History of Canada (Part 1 of 2)

According to Inuit and First Nations heritage, Canada has been inhabited since the dawn of this moment. However, the archaeological evidence found to date indicates circa 24,500 BC for the oldest people in Yukon and 7,500 BC for southern Ontario.

The first contact with Europe is thought to have occurred around 1000 AD when Vikings from Greenland are known to have attained, and built a small settlement at, L’Anse aux Meadows in Newfoundland, even though they only stayed there for a comparatively short period. It’s unsure if this settlement is Leif Erikson’s legendary”Vinland”, or was maybe a stopping point on the way to Vinland.

The next Europeans to reach Canada were Basque cod fishermen and whalers, who arrived in the region in the late 15th century, and that established a range of fishing outposts In 1497, John Cabot landed in Canada (probably Newfoundland or Cape Breton Island) and claimed the area for King Henry VII of England. Spanish and Portuguese expeditions are also known to have researched the area, but it was the French who were the first to move inland and to set up permanent Shortly afterward, the British also started to establish colonies in Newfoundland, southern Nova Scotia, and the Hudson Bay region.

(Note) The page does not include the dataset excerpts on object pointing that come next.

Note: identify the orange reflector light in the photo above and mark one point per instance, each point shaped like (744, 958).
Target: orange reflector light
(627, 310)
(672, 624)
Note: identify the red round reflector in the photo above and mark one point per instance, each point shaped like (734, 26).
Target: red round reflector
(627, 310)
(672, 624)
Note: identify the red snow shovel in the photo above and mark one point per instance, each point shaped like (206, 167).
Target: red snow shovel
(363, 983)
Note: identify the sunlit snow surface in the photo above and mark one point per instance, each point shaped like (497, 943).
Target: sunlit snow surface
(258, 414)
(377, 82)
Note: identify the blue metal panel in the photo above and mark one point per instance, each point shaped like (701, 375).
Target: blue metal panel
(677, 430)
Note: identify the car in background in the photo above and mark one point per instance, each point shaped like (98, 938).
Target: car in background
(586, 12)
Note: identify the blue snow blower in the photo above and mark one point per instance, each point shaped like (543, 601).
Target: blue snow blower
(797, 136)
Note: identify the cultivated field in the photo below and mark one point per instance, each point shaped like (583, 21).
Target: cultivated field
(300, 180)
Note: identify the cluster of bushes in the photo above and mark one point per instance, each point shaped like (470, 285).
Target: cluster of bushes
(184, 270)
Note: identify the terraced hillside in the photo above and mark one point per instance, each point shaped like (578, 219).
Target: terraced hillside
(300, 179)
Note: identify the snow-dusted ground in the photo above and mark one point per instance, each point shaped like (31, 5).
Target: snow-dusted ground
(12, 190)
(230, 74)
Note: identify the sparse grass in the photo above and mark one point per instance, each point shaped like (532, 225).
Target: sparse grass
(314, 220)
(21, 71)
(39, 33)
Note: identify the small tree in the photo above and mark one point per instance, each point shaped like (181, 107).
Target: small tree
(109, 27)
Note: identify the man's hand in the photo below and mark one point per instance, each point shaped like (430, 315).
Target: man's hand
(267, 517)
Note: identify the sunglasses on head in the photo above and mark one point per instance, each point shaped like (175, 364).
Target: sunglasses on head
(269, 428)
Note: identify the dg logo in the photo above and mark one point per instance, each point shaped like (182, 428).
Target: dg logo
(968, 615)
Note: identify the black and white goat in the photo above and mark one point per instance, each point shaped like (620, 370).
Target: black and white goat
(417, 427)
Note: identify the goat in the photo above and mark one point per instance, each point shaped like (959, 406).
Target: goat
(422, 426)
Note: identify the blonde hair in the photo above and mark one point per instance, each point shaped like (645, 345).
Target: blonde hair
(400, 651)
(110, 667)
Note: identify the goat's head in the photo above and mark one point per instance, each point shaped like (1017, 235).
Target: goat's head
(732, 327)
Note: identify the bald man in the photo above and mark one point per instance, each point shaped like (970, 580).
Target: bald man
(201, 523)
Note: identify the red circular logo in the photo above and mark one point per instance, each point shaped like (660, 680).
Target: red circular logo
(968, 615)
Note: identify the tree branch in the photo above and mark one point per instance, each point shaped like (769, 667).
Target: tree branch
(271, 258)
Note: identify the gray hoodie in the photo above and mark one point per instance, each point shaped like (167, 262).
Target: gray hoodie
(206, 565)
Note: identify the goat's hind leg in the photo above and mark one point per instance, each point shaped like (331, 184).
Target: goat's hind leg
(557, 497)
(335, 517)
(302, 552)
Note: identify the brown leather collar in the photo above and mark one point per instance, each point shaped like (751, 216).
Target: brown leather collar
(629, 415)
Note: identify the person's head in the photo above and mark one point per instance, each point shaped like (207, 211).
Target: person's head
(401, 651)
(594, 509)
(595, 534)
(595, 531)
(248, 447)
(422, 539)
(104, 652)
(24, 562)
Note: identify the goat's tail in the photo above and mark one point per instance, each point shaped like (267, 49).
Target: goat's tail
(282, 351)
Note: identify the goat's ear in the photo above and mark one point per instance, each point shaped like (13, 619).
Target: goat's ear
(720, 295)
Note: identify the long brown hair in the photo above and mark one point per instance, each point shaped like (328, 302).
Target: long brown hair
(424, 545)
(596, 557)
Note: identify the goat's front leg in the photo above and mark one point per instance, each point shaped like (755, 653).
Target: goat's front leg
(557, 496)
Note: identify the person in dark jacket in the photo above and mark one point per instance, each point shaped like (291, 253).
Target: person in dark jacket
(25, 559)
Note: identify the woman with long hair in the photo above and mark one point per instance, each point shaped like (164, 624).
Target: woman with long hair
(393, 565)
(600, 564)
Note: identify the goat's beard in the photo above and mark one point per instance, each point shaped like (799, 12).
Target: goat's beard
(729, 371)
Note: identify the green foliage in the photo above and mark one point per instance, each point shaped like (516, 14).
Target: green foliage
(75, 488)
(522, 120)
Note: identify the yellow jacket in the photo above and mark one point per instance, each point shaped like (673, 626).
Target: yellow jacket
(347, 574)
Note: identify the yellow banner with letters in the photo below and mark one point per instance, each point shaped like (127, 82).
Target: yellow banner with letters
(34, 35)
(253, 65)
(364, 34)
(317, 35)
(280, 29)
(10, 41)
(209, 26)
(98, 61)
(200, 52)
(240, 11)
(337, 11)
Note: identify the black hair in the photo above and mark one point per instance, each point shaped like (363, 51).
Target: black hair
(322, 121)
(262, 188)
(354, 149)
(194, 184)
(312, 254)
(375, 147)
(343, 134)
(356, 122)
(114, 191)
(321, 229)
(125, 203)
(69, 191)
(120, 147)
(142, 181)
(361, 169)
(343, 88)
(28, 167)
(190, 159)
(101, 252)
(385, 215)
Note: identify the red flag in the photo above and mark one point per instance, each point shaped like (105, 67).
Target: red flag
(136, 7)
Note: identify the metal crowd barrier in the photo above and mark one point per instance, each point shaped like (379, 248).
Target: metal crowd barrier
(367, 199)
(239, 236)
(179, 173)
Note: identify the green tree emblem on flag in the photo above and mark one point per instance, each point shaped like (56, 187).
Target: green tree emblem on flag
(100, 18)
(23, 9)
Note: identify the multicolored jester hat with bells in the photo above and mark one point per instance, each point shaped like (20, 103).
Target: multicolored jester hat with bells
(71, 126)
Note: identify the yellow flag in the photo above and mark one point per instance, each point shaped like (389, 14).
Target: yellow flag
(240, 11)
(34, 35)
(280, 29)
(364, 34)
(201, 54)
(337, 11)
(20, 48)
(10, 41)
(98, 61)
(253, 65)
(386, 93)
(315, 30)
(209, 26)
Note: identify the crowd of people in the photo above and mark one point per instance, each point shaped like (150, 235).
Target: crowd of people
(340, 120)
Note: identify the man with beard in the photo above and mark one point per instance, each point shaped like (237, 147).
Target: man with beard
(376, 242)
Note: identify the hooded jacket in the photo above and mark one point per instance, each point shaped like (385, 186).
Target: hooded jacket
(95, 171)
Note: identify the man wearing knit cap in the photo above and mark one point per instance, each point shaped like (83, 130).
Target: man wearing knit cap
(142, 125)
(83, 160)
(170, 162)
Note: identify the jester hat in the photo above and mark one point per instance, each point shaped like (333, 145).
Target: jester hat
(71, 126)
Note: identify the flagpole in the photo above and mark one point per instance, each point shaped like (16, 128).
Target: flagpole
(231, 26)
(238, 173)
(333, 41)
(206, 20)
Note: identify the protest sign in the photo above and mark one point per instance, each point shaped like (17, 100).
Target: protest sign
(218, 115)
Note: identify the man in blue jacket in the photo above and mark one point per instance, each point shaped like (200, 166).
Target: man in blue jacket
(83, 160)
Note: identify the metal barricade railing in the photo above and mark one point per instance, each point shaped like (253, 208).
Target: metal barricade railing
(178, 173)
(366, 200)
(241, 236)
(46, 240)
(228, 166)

In 1608, the French recognized Quebec City, and it became the capital of the colony of New France (French: Nouvelle France). Even though the colony was successful at trading, especially the fur trade, the inhabitants of New France remained low (only 60,000 in 1759), due to low immigration, little support from the mother country, and continuous wars with the Iroquois (who had been encouraged by the British in an effort to weaken the French).